SANIBEL & CAPTIVA ISLAND HISTORY
Sanibel Island's History
Historians believe that Sanibel and Captiva formed as one island approximately 6,000 years ago as a result of sediment that rose from the ocean after being shaped by centuries of storm activity. Calusa Indians were the islands first inhabitants, dating as far back as 2,500 years.
Spanish explorer Ponce de Leon is believed to be the first European to set foot on Sanibel Island, which he named "Santa Isybella" after Queen Isabella in 1513. The Spanish were unsuccessful in establishing a permanent settlement in the area, but their presence introduced European diseases that nearly wiped out the Calusa population.

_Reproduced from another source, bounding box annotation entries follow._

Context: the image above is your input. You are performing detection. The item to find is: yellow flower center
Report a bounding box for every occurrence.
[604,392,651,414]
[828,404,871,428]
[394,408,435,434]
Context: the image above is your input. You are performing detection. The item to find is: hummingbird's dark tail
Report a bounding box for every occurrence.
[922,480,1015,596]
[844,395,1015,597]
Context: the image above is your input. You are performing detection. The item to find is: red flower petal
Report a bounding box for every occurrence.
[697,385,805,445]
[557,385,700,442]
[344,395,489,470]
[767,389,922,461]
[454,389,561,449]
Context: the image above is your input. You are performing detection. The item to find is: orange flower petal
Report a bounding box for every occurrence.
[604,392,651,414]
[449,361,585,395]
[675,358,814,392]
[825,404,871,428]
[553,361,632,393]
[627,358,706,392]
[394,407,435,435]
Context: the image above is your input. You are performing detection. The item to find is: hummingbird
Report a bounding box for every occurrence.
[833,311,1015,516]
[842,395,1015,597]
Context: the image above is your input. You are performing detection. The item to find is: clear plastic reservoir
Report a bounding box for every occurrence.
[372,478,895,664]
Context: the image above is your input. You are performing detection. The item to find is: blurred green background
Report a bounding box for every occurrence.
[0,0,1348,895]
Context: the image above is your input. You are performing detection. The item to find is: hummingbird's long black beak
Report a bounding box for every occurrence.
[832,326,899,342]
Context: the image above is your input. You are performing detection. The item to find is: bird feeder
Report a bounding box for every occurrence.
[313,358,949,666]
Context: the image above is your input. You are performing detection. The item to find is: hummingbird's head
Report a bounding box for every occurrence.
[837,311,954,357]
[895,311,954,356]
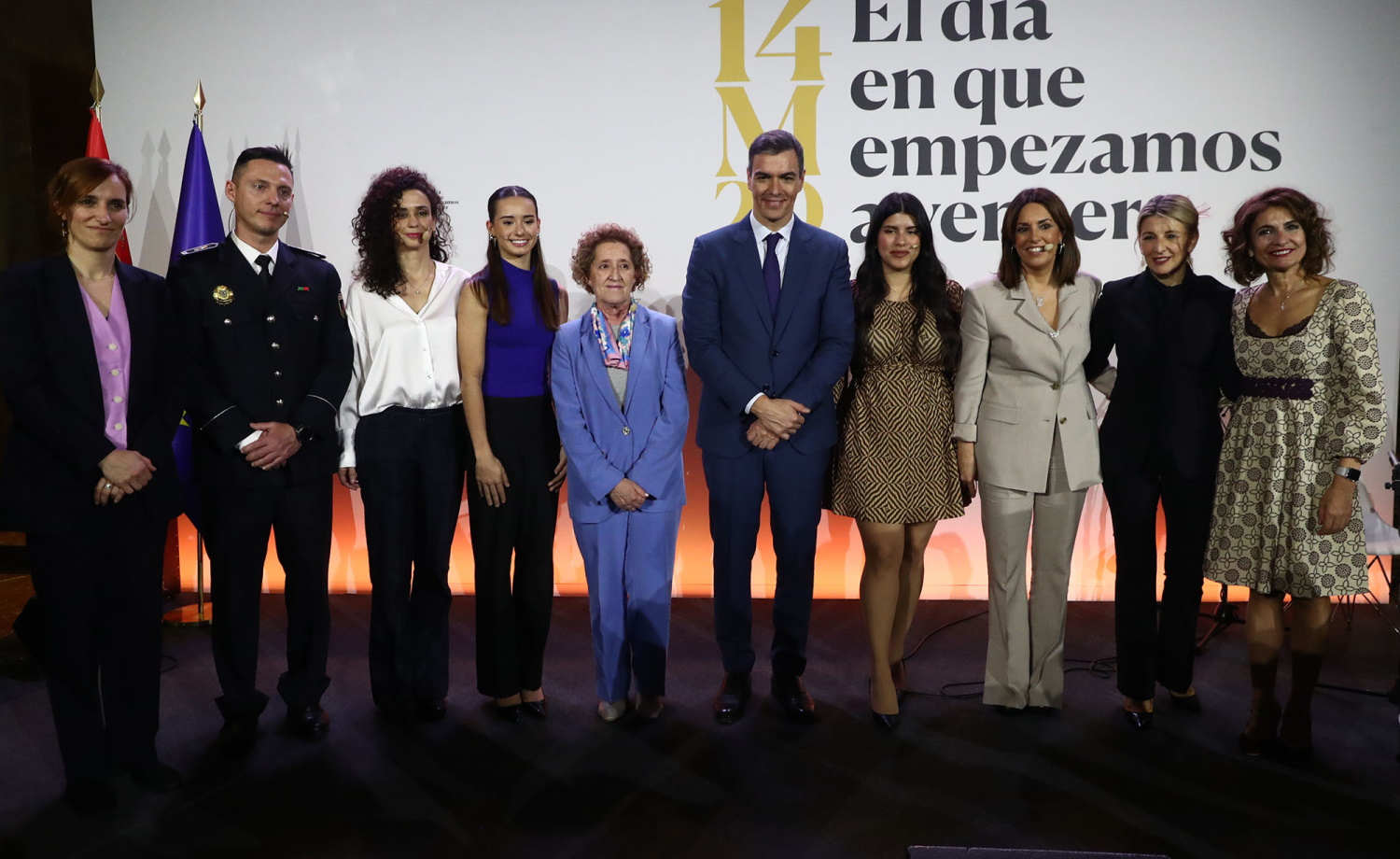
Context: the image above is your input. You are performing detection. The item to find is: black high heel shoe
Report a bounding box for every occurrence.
[889,658,909,703]
[865,680,899,730]
[1123,697,1153,730]
[492,703,521,725]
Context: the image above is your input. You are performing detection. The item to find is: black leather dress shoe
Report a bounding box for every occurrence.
[131,761,185,793]
[413,697,447,722]
[1123,711,1153,730]
[871,711,899,730]
[773,674,817,725]
[287,705,330,739]
[218,716,258,755]
[1170,692,1201,713]
[714,671,753,725]
[63,779,117,814]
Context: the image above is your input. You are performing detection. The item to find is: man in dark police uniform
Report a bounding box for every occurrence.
[168,148,352,753]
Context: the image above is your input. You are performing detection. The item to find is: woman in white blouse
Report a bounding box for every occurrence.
[341,167,468,722]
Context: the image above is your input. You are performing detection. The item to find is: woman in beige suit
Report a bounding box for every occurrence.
[954,188,1100,711]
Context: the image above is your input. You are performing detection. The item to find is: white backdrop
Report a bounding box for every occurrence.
[92,0,1400,598]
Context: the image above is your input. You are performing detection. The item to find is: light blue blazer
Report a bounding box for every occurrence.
[551,305,691,523]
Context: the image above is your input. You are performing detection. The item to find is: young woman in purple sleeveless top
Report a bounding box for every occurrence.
[456,185,568,722]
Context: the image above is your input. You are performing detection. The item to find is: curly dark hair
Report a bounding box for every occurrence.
[350,167,453,297]
[851,192,962,386]
[568,224,651,296]
[1221,188,1336,286]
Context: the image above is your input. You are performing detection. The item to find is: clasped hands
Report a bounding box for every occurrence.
[608,478,651,513]
[238,420,301,471]
[92,450,156,507]
[748,394,812,450]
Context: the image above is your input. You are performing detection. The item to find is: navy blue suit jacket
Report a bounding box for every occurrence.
[683,216,856,458]
[551,305,691,523]
[170,237,355,487]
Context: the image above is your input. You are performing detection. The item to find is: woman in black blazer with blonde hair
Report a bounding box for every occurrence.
[0,159,181,811]
[1084,195,1239,728]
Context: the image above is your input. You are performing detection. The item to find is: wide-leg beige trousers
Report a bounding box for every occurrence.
[980,428,1088,709]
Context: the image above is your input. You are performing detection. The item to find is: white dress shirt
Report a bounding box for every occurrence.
[749,210,797,281]
[744,209,797,415]
[229,232,282,453]
[339,262,468,468]
[229,232,282,275]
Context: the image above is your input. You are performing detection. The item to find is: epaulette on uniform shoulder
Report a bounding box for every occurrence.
[282,243,327,260]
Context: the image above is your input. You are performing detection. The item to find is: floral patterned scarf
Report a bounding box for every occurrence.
[588,299,637,370]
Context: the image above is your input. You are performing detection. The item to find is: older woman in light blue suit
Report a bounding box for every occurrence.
[551,224,691,722]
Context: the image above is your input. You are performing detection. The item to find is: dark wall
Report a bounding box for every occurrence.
[0,0,95,529]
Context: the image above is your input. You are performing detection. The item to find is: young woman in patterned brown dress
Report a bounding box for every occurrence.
[832,193,963,728]
[1206,188,1386,755]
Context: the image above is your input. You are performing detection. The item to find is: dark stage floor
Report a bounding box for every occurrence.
[0,596,1400,859]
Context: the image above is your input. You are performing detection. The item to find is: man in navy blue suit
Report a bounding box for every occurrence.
[683,131,856,725]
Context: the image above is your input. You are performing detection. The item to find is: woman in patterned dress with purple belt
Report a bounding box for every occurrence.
[831,193,963,728]
[1206,188,1386,755]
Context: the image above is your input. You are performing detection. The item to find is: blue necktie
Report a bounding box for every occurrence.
[763,232,783,317]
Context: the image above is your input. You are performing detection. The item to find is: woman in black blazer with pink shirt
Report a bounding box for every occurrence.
[0,159,181,811]
[1084,195,1239,728]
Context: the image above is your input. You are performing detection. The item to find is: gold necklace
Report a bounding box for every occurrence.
[399,266,437,296]
[1279,277,1308,311]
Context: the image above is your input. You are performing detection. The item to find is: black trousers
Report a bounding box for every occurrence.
[201,473,335,719]
[355,405,467,708]
[702,443,831,675]
[1103,457,1215,700]
[467,397,559,697]
[27,499,165,783]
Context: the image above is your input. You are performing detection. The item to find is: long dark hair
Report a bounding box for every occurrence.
[469,185,563,331]
[851,192,962,384]
[350,167,453,299]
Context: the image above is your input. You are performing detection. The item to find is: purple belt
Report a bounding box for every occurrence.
[1239,375,1316,400]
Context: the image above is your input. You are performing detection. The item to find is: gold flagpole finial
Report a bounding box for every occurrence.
[195,80,204,134]
[89,66,106,122]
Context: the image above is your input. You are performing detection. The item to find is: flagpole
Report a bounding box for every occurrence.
[162,81,215,627]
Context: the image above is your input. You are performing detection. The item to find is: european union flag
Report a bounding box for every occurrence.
[171,117,224,262]
[171,122,224,528]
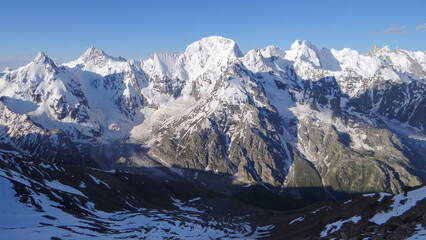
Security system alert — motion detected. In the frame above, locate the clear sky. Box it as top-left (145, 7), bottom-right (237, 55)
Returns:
top-left (0, 0), bottom-right (426, 71)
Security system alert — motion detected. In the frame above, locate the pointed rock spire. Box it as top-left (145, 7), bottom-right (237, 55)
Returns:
top-left (33, 52), bottom-right (56, 67)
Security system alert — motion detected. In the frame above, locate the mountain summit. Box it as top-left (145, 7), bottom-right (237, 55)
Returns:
top-left (0, 37), bottom-right (426, 200)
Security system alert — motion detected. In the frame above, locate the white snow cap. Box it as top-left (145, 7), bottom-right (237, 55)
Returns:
top-left (185, 36), bottom-right (243, 58)
top-left (260, 45), bottom-right (285, 58)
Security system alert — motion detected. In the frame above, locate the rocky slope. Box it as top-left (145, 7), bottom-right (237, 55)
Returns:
top-left (0, 150), bottom-right (426, 239)
top-left (0, 37), bottom-right (426, 199)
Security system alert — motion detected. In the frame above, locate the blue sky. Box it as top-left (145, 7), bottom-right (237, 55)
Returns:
top-left (0, 0), bottom-right (426, 71)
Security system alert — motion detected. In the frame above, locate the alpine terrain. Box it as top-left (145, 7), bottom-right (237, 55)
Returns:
top-left (0, 37), bottom-right (426, 239)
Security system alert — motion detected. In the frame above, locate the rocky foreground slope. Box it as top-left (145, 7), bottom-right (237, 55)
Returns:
top-left (0, 37), bottom-right (426, 200)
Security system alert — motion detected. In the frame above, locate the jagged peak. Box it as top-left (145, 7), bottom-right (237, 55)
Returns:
top-left (33, 52), bottom-right (56, 66)
top-left (260, 45), bottom-right (285, 58)
top-left (367, 45), bottom-right (392, 56)
top-left (2, 67), bottom-right (13, 73)
top-left (78, 46), bottom-right (126, 62)
top-left (185, 36), bottom-right (243, 57)
top-left (290, 40), bottom-right (318, 50)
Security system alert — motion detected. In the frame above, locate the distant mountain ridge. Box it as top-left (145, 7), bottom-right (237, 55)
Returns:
top-left (0, 37), bottom-right (426, 199)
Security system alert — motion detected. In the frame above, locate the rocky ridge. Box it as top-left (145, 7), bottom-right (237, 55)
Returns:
top-left (0, 37), bottom-right (426, 199)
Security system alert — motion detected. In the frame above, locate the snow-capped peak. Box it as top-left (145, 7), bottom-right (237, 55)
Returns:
top-left (33, 52), bottom-right (56, 66)
top-left (2, 67), bottom-right (13, 73)
top-left (185, 36), bottom-right (243, 58)
top-left (367, 45), bottom-right (391, 56)
top-left (260, 45), bottom-right (285, 58)
top-left (290, 40), bottom-right (318, 50)
top-left (285, 40), bottom-right (341, 71)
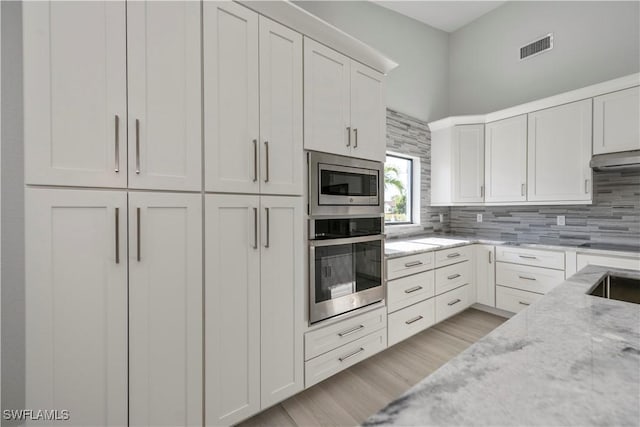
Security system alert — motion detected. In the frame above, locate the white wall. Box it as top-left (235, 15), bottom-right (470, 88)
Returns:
top-left (295, 1), bottom-right (449, 121)
top-left (449, 1), bottom-right (640, 115)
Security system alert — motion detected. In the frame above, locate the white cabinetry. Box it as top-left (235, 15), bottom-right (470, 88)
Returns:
top-left (485, 114), bottom-right (527, 202)
top-left (304, 37), bottom-right (386, 161)
top-left (452, 125), bottom-right (484, 204)
top-left (23, 1), bottom-right (127, 187)
top-left (205, 195), bottom-right (303, 425)
top-left (129, 193), bottom-right (202, 426)
top-left (127, 1), bottom-right (202, 190)
top-left (474, 245), bottom-right (496, 307)
top-left (527, 99), bottom-right (592, 201)
top-left (203, 2), bottom-right (303, 194)
top-left (593, 86), bottom-right (640, 154)
top-left (25, 188), bottom-right (127, 426)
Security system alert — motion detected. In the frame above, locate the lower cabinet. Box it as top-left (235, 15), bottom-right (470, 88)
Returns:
top-left (205, 195), bottom-right (304, 425)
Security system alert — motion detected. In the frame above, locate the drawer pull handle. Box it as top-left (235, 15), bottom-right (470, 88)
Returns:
top-left (404, 316), bottom-right (424, 325)
top-left (338, 325), bottom-right (364, 337)
top-left (404, 261), bottom-right (422, 267)
top-left (338, 347), bottom-right (364, 362)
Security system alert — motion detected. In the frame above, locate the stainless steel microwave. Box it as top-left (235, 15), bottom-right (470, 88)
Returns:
top-left (308, 151), bottom-right (384, 216)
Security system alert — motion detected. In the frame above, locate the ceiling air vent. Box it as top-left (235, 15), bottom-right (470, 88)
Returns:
top-left (520, 33), bottom-right (553, 59)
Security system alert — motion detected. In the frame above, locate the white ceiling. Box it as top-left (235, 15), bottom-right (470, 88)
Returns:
top-left (375, 0), bottom-right (506, 33)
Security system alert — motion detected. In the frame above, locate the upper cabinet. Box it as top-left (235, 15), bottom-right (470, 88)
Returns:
top-left (484, 114), bottom-right (527, 202)
top-left (304, 37), bottom-right (386, 161)
top-left (23, 1), bottom-right (127, 187)
top-left (527, 99), bottom-right (592, 201)
top-left (127, 1), bottom-right (202, 191)
top-left (452, 125), bottom-right (484, 203)
top-left (593, 86), bottom-right (640, 154)
top-left (204, 2), bottom-right (304, 195)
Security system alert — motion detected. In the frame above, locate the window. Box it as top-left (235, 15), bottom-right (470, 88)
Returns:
top-left (384, 153), bottom-right (419, 224)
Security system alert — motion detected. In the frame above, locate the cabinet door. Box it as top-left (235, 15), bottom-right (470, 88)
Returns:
top-left (260, 16), bottom-right (304, 195)
top-left (203, 1), bottom-right (260, 193)
top-left (127, 1), bottom-right (202, 190)
top-left (205, 195), bottom-right (260, 426)
top-left (484, 114), bottom-right (527, 202)
top-left (351, 61), bottom-right (387, 162)
top-left (25, 188), bottom-right (127, 426)
top-left (593, 86), bottom-right (640, 154)
top-left (527, 99), bottom-right (592, 201)
top-left (23, 1), bottom-right (127, 187)
top-left (260, 196), bottom-right (305, 408)
top-left (452, 125), bottom-right (484, 203)
top-left (304, 37), bottom-right (353, 155)
top-left (474, 245), bottom-right (496, 307)
top-left (129, 193), bottom-right (202, 426)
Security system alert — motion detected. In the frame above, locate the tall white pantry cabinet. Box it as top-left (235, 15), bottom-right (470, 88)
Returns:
top-left (23, 1), bottom-right (304, 426)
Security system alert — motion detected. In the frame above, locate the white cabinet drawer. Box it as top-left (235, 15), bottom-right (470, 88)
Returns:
top-left (436, 246), bottom-right (471, 267)
top-left (496, 262), bottom-right (564, 294)
top-left (387, 252), bottom-right (433, 280)
top-left (304, 307), bottom-right (387, 360)
top-left (304, 329), bottom-right (387, 388)
top-left (387, 270), bottom-right (435, 313)
top-left (436, 261), bottom-right (472, 295)
top-left (496, 286), bottom-right (542, 313)
top-left (496, 246), bottom-right (564, 270)
top-left (435, 285), bottom-right (473, 323)
top-left (387, 298), bottom-right (436, 345)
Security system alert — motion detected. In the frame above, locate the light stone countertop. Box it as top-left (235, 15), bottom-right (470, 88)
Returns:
top-left (364, 266), bottom-right (640, 426)
top-left (384, 235), bottom-right (640, 259)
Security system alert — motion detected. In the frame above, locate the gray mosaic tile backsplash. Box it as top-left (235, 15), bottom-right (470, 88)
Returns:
top-left (387, 109), bottom-right (640, 246)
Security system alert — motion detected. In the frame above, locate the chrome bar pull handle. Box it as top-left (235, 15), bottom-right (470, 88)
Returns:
top-left (338, 325), bottom-right (364, 337)
top-left (114, 114), bottom-right (120, 173)
top-left (136, 119), bottom-right (140, 175)
top-left (404, 316), bottom-right (423, 325)
top-left (136, 208), bottom-right (142, 262)
top-left (338, 347), bottom-right (364, 362)
top-left (116, 208), bottom-right (120, 264)
top-left (264, 208), bottom-right (270, 248)
top-left (253, 208), bottom-right (258, 249)
top-left (264, 141), bottom-right (269, 182)
top-left (253, 139), bottom-right (258, 182)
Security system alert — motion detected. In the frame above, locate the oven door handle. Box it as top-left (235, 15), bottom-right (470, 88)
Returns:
top-left (309, 234), bottom-right (384, 247)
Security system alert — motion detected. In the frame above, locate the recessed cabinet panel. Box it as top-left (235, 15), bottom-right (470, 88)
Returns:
top-left (304, 37), bottom-right (353, 155)
top-left (260, 16), bottom-right (304, 195)
top-left (453, 125), bottom-right (484, 203)
top-left (203, 1), bottom-right (260, 193)
top-left (484, 114), bottom-right (527, 202)
top-left (527, 99), bottom-right (592, 201)
top-left (123, 1), bottom-right (202, 190)
top-left (25, 188), bottom-right (127, 426)
top-left (351, 61), bottom-right (386, 162)
top-left (23, 1), bottom-right (127, 187)
top-left (593, 86), bottom-right (640, 154)
top-left (129, 193), bottom-right (202, 426)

According to legend, the Gulf Coast barrier islands served as havens for infamous pirates, including Jose Gaspar, who came to the region in the early 19th century. It was rumored that he built a prison on "Isle de los Captivas," or Captiva Island.
The Seminole Wars kept settlers from arriving in the area until the 1860s. The U.S. government designated Sanibel as a lighthouse reservation in 1870, prompting the construction of the Sanibel Lighthouse, which was first lit in 1884 and remains a working lighthouse today.
Pioneer settlement on Sanibel was focused around Point Ybel, now considered "Old Town Sanibel." By 1889, there were 21 houses and 40 families. In 1892 the population neared 100. In the late 19th century the island became a popular destination for rest and relaxation, hosting visitors such as Thomas Edison and Henry Ford. Hospitality has remained a key industry on the island ever since.
The Sanibel Causeway, linking the island to the mainland, was completed in 1963. Residents feared the easy access would spawn over-development, causing the island to lose its charm and natural heritage. These concerns prompted Sanibel to form its own city government in 1974, empowering residents to preserve the island through land use restrictions that continue to guide growth and development today.